Prep 10 mins
Cook 0 mins
These pickled grapes have a tangy, sweet-and-sour flavor and are seasoned with cinnamon, fennel, mustard, black pepper, and citrus. They would make a delicious addition to any cheese plate and an inspired hors d'oeuvre at your next beer tasting. From a recipe by Lucy Baker at Serious Eats. http://bit.ly/gH8AB6
- 3 cups red seedless grapes
- 1 1⁄4 cups white wine vinegar
- 1 1⁄4 cups granulated sugar
- 1 1⁄2 teaspoons mustard seeds
- 1 teaspoon black peppercorns
- 1⁄8 teaspoon fennel seed
- 2 cinnamon sticks, each 3-inch long
- 2 pieces lemon zest, each at least 3-inch x 1-inch
- 2 pieces orange zest, each at least 3-inch x 1-inch
- Remove grapes from stems, rinse and set aside to air dry.

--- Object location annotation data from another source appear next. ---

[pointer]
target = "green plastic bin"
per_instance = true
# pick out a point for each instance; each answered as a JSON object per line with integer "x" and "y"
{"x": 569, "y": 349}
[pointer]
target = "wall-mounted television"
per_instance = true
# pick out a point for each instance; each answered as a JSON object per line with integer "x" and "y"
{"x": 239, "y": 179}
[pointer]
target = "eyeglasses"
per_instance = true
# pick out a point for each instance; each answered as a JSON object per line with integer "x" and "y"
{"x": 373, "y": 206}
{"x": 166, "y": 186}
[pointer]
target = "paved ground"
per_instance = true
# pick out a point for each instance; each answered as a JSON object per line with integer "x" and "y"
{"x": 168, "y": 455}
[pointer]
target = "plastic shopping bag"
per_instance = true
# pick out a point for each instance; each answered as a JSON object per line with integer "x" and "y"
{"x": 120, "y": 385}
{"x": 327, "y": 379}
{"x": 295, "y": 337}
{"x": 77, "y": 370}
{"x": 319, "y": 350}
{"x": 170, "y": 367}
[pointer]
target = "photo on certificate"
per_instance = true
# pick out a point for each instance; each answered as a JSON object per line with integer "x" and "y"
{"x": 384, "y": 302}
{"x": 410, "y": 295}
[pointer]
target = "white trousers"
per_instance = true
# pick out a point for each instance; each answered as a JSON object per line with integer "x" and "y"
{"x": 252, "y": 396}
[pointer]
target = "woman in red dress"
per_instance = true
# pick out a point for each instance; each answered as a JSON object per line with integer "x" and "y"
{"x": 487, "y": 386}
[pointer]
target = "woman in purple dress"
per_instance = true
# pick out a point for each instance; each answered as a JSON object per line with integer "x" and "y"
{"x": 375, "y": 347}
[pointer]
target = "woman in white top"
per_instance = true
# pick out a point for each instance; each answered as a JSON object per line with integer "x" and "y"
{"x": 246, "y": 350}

- Combine vinegar, sugar, mustard seeds, peppercorns and fennel seeds in a small pot. Add cinnamon sticks, lemon zest and orange zest. Bring to a simmer. Stir until sugar has completely dissolved. Allow to cool to room temperature.
- Place 1 cinnamon stick, 1 strip of lemon zest and 1 strip of orange zest into each of 2 pint jars. Divide grapes evenly between jars. Divide brine evenly between jars. Cover tightly and refrigerate at least overnight before serving. Will keep up to 1 month in refrigerator.